El público yonki

Charnego de mierda

 

Hace unos días, un amigo me invitó a jugar a básquet. Son gente de nuestra edad, me aclaró, no te preocupes. Lo único es que para acceder al campo, hay que saltar una valla.

Como ya no estoy para saltar vallas y mucho menos para jugar a básquet, me negué. Me vi lesionado después de unos tiros e incapaz de saltar la valla para acudir a urgencias. Me imaginé dando explicaciones a la policía mientras un cerrajero abría la puerta y preparaba la factura que debía abonar junto a la pertinente multa. No, definitivamente no tengo edad para saltar vallas. La pista estaba en Cerdanyola, pero en ese momento mi cabeza se fue hasta mi barrio de la Verneda, cuando de joven saltaba la valla del colegio La Pau, situado al lado de la vía Trajana. La escuela tenía las mejores instalaciones deportivas del barrio y las únicas canastas en condiciones. Los fines de semana saltábamos la valla y pasábamos horas jugando a baloncesto; para jugar a futbol nos valía cualquier descampado.

A finales de los ochenta el básquet estaba de moda y pronto la pista se llenó de jóvenes jugando partidillos; lo curioso es que un grupo de yonkis encontró en el lugar un espacio ideal donde permanecer ocultos a la policía y hacer sus trapicheos.

Aquello se convirtió en un ir y venir de drogatas, de gente metiéndose picos a pocos metros de la pista. A veces discutían entre ellos. Nunca nos molestó ninguno, jamás nos ofrecieron droga.
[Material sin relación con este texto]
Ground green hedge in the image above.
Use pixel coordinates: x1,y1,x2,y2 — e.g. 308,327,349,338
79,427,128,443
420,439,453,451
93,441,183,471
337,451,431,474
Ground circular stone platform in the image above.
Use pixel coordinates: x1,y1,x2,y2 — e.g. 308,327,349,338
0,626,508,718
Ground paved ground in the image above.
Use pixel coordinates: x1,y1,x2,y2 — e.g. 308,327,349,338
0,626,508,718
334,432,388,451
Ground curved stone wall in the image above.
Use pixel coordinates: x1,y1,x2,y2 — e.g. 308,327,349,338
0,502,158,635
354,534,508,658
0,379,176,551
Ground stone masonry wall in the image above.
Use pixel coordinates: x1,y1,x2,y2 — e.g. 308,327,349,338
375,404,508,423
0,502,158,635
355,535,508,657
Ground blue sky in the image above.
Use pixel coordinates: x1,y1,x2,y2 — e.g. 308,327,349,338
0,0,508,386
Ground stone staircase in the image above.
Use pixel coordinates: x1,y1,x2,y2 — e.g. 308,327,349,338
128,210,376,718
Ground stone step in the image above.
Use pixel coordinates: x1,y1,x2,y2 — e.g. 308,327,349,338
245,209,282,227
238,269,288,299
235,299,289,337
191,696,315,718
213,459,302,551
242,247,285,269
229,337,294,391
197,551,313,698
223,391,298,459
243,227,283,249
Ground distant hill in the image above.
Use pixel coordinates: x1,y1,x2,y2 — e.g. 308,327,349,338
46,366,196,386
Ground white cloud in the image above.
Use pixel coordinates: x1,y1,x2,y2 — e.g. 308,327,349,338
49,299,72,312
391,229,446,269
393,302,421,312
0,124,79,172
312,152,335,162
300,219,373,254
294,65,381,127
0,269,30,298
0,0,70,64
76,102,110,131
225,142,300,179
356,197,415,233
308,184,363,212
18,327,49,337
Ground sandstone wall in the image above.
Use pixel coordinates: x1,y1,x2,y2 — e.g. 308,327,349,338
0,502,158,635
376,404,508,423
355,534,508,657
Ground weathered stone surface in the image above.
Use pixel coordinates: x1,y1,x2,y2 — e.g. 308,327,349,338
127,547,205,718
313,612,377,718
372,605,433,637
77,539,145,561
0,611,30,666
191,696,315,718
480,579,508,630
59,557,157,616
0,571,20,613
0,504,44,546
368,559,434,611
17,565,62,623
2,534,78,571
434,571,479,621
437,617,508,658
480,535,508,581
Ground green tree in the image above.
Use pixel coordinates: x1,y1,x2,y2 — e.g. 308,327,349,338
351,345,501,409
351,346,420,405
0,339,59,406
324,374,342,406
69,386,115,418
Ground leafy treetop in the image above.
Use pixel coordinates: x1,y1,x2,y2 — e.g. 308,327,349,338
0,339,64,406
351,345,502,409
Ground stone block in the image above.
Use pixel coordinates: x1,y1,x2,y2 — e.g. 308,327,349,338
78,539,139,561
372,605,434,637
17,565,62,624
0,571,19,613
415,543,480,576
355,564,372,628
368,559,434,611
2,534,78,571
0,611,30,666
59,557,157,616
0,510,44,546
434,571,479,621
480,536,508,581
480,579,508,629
Ellos iban a los suyo y nosotros a lo nuestro. La única interacción se producía cuando venía el gitano, el único de nosotros capaz de hacer mates. Se trataba de un jugador excepcional que arrancaba los vítores del público yonki, que les hacía levantar del césped, gritar y animar hasta que se iba a vender ropa a cualquier mercadillo. Entonces, los toxicómanos volvían a estirarse bajo la sombra de un árbol donde podían permanecer horas quietos.

Así pasábamos los fines de semana, entre el básquet y la fuente. Compartiendo cola; unos para rellenar sus jeringuillas, otros para saciar la sed. Como dije, nunca hubo problemas hasta que una noche, cuando los yonkis se quedaban solos, se produjo una muerte por sobredosis. Se trataba del hijo del Beethoven, un joven de diecisiete años pero con mucha mala vida a sus espaldas. El lugar estaba quemado, los yonkis no volvieron. Nosotros lo hicimos semanas más tarde. A partir de entonces, de vez en cuando, aparecía la policía y nos hacía salir sin más consecuencias que algún que otro desgarro en los chándales de tactel al engancharse con el alambre de la valla. En aquella época todos íbamos en chándal. En chándal de tactel.

Entonces saltábamos vallas. Hoy ya no.